Making a Way Out of No Way: Cultural Strengths, Health Disparities, and Postpartum families

by Fayth M. Parks, PhD, Licensed Psychologist
  • Duration: 75 Mins
  • Credits: 1.25 CERP, 1.25 R-CERP, 0.1 Midwifery CEU
  • Handout: No

The complexity of postpartum depression and other pregnancy and postpartum mood disorders, including significant health disparities that have emerged from its disproportionate impact on marginalized communities, necessitates learning innovative ways to think critically about the role healing traditions play in a person's medical belief system.
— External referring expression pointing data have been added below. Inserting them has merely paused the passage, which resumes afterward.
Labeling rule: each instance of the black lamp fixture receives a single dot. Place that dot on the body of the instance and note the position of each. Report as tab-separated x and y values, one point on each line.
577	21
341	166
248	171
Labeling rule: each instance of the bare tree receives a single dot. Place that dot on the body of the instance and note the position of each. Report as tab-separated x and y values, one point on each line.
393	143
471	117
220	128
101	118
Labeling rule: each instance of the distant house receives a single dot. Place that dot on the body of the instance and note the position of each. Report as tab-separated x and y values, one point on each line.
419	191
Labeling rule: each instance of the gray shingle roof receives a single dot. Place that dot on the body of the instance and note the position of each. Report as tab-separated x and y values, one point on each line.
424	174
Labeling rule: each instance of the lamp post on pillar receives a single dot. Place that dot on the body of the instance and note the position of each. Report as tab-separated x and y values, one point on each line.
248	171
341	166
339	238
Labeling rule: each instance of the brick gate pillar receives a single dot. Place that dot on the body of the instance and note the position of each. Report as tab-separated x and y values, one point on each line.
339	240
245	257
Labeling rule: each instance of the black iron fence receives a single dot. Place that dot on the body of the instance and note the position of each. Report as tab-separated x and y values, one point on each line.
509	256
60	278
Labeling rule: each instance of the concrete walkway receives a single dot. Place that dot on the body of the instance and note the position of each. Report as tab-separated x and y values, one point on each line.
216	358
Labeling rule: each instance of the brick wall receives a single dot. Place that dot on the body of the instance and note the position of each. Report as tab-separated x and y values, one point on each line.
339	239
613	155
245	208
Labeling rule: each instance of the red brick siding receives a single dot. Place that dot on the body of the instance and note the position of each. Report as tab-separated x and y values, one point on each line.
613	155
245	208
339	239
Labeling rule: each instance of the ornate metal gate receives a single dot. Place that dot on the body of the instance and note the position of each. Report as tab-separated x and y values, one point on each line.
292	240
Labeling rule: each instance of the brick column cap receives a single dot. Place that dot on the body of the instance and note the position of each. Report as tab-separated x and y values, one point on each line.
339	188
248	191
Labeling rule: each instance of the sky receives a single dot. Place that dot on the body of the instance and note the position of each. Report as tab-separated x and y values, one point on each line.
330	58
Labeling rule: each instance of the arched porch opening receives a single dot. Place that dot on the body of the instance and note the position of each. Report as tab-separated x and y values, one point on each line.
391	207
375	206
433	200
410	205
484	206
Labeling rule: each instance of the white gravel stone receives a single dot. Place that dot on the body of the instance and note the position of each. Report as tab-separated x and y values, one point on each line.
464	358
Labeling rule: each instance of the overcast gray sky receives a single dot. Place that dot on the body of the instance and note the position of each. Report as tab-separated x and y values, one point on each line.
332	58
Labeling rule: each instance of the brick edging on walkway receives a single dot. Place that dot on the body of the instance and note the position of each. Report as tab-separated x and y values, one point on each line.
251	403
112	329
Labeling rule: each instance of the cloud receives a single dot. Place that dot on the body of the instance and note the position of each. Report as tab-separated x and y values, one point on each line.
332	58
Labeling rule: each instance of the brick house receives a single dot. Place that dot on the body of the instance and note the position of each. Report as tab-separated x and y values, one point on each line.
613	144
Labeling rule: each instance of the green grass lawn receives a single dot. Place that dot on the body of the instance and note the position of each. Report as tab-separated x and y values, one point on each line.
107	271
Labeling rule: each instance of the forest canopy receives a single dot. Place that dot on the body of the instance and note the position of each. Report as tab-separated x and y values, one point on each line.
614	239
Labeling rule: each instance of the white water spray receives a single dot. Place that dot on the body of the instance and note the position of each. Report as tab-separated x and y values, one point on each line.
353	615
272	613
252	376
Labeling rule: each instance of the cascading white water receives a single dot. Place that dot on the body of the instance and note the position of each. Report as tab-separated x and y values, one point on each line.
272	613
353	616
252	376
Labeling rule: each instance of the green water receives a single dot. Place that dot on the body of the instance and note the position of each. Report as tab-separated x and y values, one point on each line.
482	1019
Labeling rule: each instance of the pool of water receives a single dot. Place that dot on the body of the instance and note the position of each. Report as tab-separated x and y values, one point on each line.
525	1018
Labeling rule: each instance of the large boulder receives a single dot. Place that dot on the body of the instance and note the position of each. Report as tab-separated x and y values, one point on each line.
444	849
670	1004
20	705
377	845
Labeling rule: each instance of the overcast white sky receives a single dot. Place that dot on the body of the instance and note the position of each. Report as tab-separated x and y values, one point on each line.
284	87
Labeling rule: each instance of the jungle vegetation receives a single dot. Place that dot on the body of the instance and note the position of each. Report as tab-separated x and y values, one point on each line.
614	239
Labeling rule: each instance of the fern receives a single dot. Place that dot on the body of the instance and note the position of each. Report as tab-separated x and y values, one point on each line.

Employment of vernacular knowledge about the cause, prevention, and treatment of physical and mental illness along with conventional medicine is a form of medical pluralism where more than one system is in use. Cultural strengths derived from healing traditions can teach us varied helping and healing strategies. Four elements that form a framework for understanding how diverse cultures construct the healing experience will be highlighted. If we disregard healing traditions, we overlook the expressiveness of human behavior and cognitive styles that promote harmony of mind and body, family and community.

Learning Objectives:

Objective 1: Define medical pluralism.
Objective 2: List two barriers to service that disrupt medical help-seeking for marginalized populations.
Objective 3: Name two strength-based elements in Parks’ cultural healing beliefs framework.
Objective 4: Identify two components for improving cultural competence for professionals working in maternal-child health.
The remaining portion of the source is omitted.